Sowing: Either direct seed or start indoors and transplant. Plant seeds on the surface and gently tamp them down. Seeds sprout in 2-15 days depending on soil temperature. Seeds don’t sprout easily when the soil temperature is over 21°C (70°F) in July and August. Get around this by sprouting them indoors in a cool area, or pre-sprout by sprinkling seeds on a damp paper towel, placing it in a plastic bag in the fridge for a few days. One gram of seed sows at least 10m (35’) of row so don‘t plant the whole package at once! In hot weather, lettuce goes to seed quickly, so have new plantings ready to go. Direct seed 2.5 (1”) apart in short rows 30-45cm (12-18”) apart.

Soil: Soil with lots of organic matter than drains well works best. Add compost and lime 3 weeks before planting. 1 cup of complete organic fertilizer per 3m (10’) of row will give adequate nutrition. Aim for a pH level of 6.0-7.0.

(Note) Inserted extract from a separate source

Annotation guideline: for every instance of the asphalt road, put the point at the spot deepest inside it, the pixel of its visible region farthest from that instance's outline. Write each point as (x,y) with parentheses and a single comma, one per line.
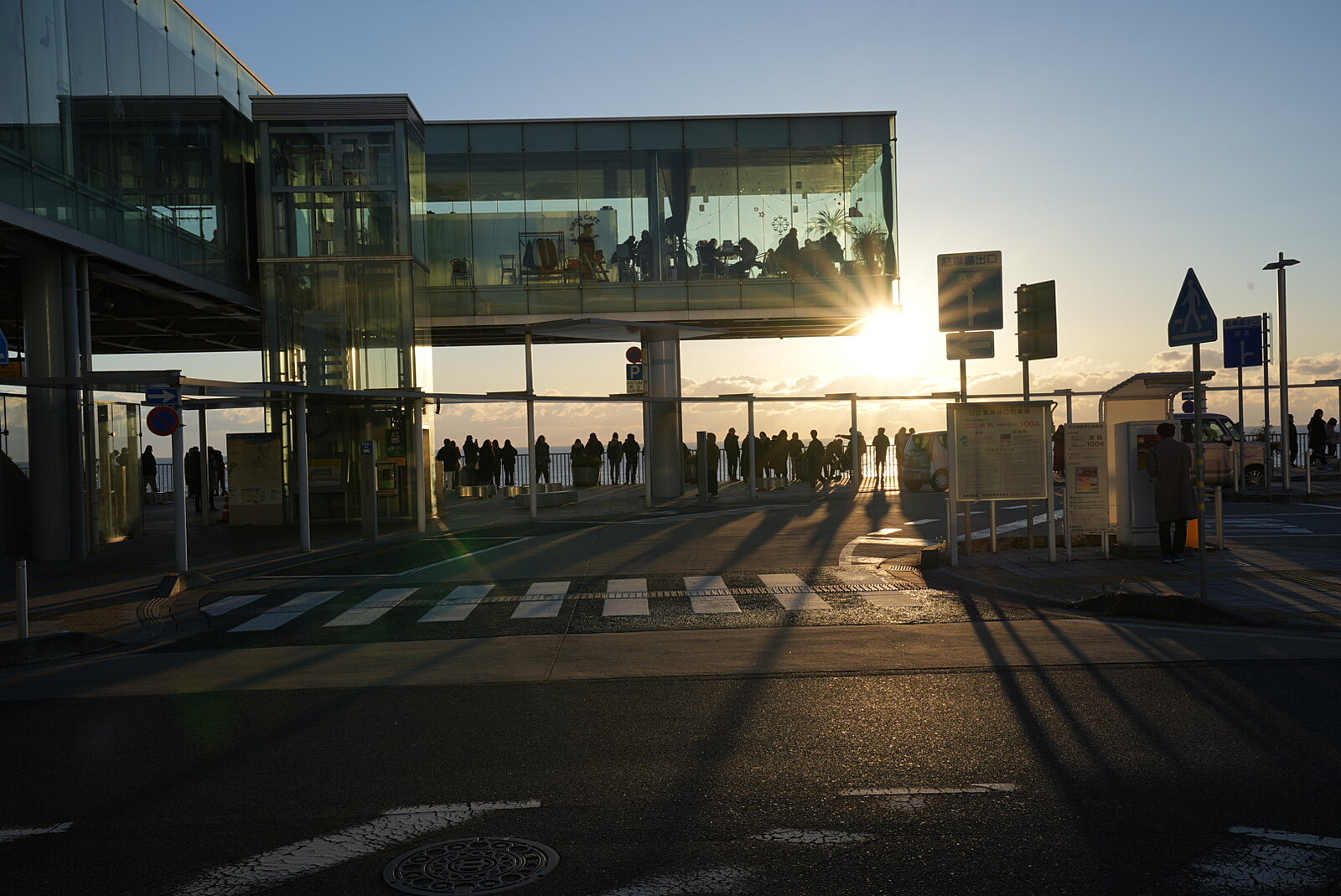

Growing: Seedlings should be hardened off by reducing water and putting the plants outdoors 2-3 days before transplanting. Thin or transplant loose-leaf types to 20-25cm (8-10”) apart. Heading types should stand 30cm (18”) apart. Regular watering is essential to prevent leaves from getting bitter.

Harvest: Pick individual leaves from the outside of the plant or wait and harvest full heads. Summer lettuce stays in prime eating condition only a short time, so harvest promptly and keep planting. In fall and winter the plants stay in good condition longer.

Storage: The trick is to always have fresh on hand so storage is unnecessary. Lettuce will keep in the refrigerator for several days. Store it in the vegetable crisper inside a loose plastic bag.

Seed info: In optimum growing conditions at least 80% of seeds will germinate. Soil temperature for germination: 10-22°C (50-72°F). Usual seed life: 3 years.

Growing for seed: Stagger plantings so that different varieties flower at different times throughout the summer. Otherwise, isolate varieties by 10m (30’) if growing for seed.

Pests & Disease: Crop rotation is good for disease prevention. Tipburn (tips of leaves turn brown) is caused by a calcium deficiency, but if you have limed and added fertilizer, tipburn is likely due to lack of moisture. Slugs are a problem in early and late plantings.